Compounds Could Be Basis For Devices That Turn Waste Heat Into Electricity
Cage-like compounds called clathrates could be used for harvesting waste heat and turning it into electricity. UC Davis chemists just discovered a whole new class of clathrates, potentially opening new ways to make and apply these materials.
A clathrate is basically a cage of atoms with another atom trapped inside, said Kirill Kovnir, assistant professor of chemistry at UC Davis, who led the work, published recently in the journal Angewandte Chemie. Because the cage is relatively large compared to the atom, the trapped atom can rattle around inside, and that means that clathrates conduct heat very poorly, he said.

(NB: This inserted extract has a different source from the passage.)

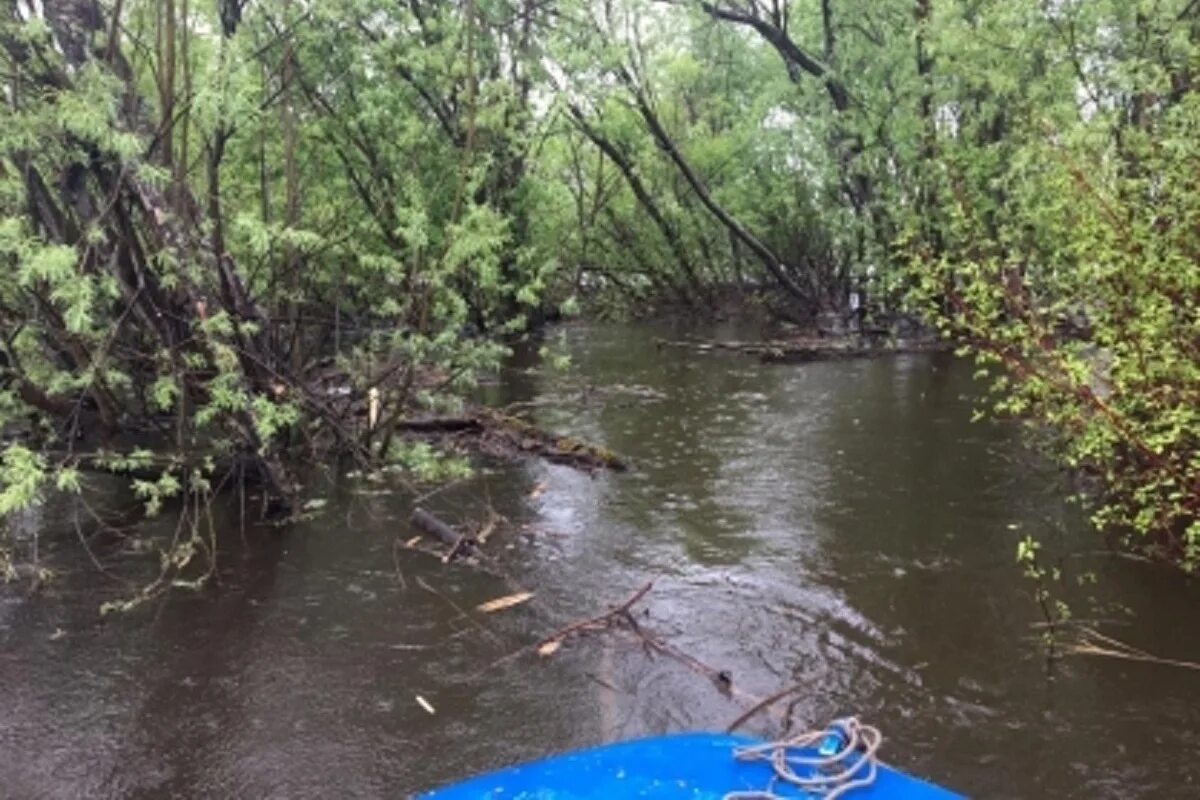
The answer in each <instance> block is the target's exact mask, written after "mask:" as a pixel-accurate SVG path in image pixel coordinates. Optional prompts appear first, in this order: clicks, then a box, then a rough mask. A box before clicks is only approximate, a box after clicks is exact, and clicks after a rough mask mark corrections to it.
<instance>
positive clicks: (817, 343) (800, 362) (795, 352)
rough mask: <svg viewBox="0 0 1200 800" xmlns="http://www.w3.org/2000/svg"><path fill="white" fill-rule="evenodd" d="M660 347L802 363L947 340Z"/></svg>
mask: <svg viewBox="0 0 1200 800" xmlns="http://www.w3.org/2000/svg"><path fill="white" fill-rule="evenodd" d="M656 344H658V347H659V348H680V349H688V350H695V351H697V353H716V351H726V353H740V354H743V355H752V356H757V357H758V360H760V361H762V362H764V363H804V362H809V361H833V360H836V359H868V357H875V356H881V355H899V354H905V353H940V351H946V350H949V349H950V345H949V344H948V343H947V342H942V341H936V339H935V341H925V339H892V341H871V339H858V338H850V339H847V338H828V339H824V338H806V339H775V341H764V342H697V341H671V339H656Z"/></svg>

What they can do, though, is convert heat into electricity.
“Our energy sources waste about 60 percent or more as heat,” Kovnir said. For example, a car engine generates lots of heat, almost none of which is usefully captured.
Thermoelectric devices that can convert heat to electricity have been used for example to power Mars rovers, where a radioactive source gives off heat that is converted to electricity to power the rover. Widely available thermoelectrics could be used for applications from powering a watch with body heat to making vehicles more efficient.
Clathrates of Metals and Other Atoms
Clathrates have been around for a long time – as a class of materials, they were discovered in 1810 by the chemist Humphrey Davy. Clathrate structures based on water under pressure trap reserves of methane in the deep ocean.
Kovnir, however, is more interested in clathrates built of atoms such as copper, zinc and phosphorous and barium that are stable at room temperatures.
To date, all clathrates described have been based on a tetrahedral structure: each atom in the cage is bonded with four other atoms. More than 200 years after they were discovered, Kovnir’s team has produced and described stable clathrates with atoms with five, six or more bonds.
“It was assumed that that framework had to be tetrahedrally coordinated,” Kovnir said. “This is the first case where they don’t have to be, and it suggests many more are possible.”
The chemists were actually trying to probe the stability of the clathrate structure when they discovered the new compounds. To make four bonds, each atom needs four electrons available. By adding atoms with more electrons (such as zinc) Kovnir was expecting to be able to break the clathrate structure. Instead, they found they could produce entirely new, stable structures, including one with a cage of zinc, copper and phosphorous atoms trapping a barium atom. The new structure was featured on the cover of the journal Angewandte Chemie, with an accompanying research highlight.
Next steps are to optimize the thermoelectric properties of the new materials and see if they can tweak them for best performance, Kovnir said.
Kovnir’s co-authors on the work were Juli-Anna Dolyniuk and Julia Zaikina, UC Davis Department of Chemistry, and Derrick Kaseman and Sabyasachi Sen, UC Davis Department of Materials Science and Engineering.
The work was supported by the U.S. Department of Energy Office of Science, and made use of the Advanced Photon Source at Argonne National Laboratory and the Spallation Neutron Source at Oak Ridge National Laboratory, both operated by the Department of Energy.